Apart from the above mentioned three important national policies, following initiatives have been taken:

•  Operation Blackboard (1987) aimed to improve the human and Physical resources available in primary school.

•  Restructuring and reorganization of Teacher Education (1987) created a resource for the continuous upgrading of teacher's knowledge and competence.

•  Minimum levels of learning (1991) laid down levels of achievement at various stages and revised textbooks.

•  National programme for Nutritional support to Primary Education (1995) provided a cooked meal every day for children in class I - IV of all govt., govt.-aided, and local body schools.

•  District Primary Education Programme (DPEP) (1993) emphasized decentralized planning and management, improved teaching and learning materials, and schools effectiveness.

•  Sarve Shikha Abhijan (SSA) (2001), aimed at universalizing elementary Education of satisfactory quality in the country. The programme in now a flagship programme of the govt.

•  The Rashtriya Madhymik Shikha Abhijan (RMSA) on the lines of SSA is expected to bring in the desired investments in Secondary Education and facilitate the process of universalizing secondary education in the country.

India has the largest Education system in the world after China. However, issues of the quality Education and access remains challenges in some parts of the country. The Right to Education (RTE) is now a Fundamental right for all children in the age group of 6 to 14 years. In simple words, it means that the eight standard, free of cost, irrespective of class and gender. However, it will take at least five years before the target is reached. This is because the infrastructure has to be built, and lakes of teachers recruited.

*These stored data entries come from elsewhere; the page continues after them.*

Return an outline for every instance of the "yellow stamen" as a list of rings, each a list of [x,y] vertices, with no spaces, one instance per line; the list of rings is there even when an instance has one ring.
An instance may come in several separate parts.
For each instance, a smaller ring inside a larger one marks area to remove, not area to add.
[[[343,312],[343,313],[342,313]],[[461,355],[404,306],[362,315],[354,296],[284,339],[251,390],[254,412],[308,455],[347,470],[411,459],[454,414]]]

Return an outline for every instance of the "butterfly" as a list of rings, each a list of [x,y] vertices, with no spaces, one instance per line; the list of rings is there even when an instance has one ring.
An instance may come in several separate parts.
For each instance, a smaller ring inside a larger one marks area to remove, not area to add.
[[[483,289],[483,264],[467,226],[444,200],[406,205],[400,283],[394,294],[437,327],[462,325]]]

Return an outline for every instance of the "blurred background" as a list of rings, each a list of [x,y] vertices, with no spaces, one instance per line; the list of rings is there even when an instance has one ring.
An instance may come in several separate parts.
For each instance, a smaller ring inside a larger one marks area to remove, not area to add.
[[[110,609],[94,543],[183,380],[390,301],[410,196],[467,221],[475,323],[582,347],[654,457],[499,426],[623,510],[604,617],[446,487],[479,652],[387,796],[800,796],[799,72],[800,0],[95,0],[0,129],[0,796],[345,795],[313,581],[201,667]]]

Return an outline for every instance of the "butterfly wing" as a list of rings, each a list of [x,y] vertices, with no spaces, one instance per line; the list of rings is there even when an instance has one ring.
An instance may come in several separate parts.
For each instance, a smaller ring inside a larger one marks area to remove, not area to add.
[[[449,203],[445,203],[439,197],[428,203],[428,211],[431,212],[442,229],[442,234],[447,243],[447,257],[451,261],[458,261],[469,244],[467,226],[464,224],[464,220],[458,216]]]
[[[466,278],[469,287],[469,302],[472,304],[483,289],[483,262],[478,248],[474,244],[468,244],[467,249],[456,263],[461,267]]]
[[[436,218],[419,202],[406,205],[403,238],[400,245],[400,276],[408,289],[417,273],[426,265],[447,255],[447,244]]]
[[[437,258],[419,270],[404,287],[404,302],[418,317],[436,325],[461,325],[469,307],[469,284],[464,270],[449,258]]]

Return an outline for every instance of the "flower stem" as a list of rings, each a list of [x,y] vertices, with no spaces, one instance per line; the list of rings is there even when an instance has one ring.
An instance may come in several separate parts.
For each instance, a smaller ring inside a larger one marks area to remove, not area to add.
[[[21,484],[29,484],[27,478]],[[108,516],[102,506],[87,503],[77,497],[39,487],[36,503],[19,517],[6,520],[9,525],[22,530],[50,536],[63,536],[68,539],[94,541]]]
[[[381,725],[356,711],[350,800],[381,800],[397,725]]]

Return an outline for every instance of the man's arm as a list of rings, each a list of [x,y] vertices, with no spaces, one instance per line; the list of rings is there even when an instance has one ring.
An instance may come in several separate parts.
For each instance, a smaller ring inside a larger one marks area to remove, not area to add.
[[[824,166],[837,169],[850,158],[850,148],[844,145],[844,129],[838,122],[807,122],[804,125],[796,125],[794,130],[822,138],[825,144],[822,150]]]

The RTE is the first legislation in the world that puts the responsibility of enrolment, attendance and completion of Education on the government. Though the National Education Policy of 1968 talked of a free and compulsory Education, the Right to Education came into effect only in April 2010. To fulfil the promise the imparting Education as a right the government has enhanced funds to the Education sector. In the current budget (2011-2012), an increase of 24 per cent has been made in allocation for the Education sector. India's effective literacy rate has recorded a 9.2 per cent rise to reach 74.04 per cent, according to provisional data of the 2011 census. Effective literacy rate in 2001 census was 64.83, which has improved to 74.04 per cent.

Liberty without Learning is always in peril and Learning without Liberty is always in vain.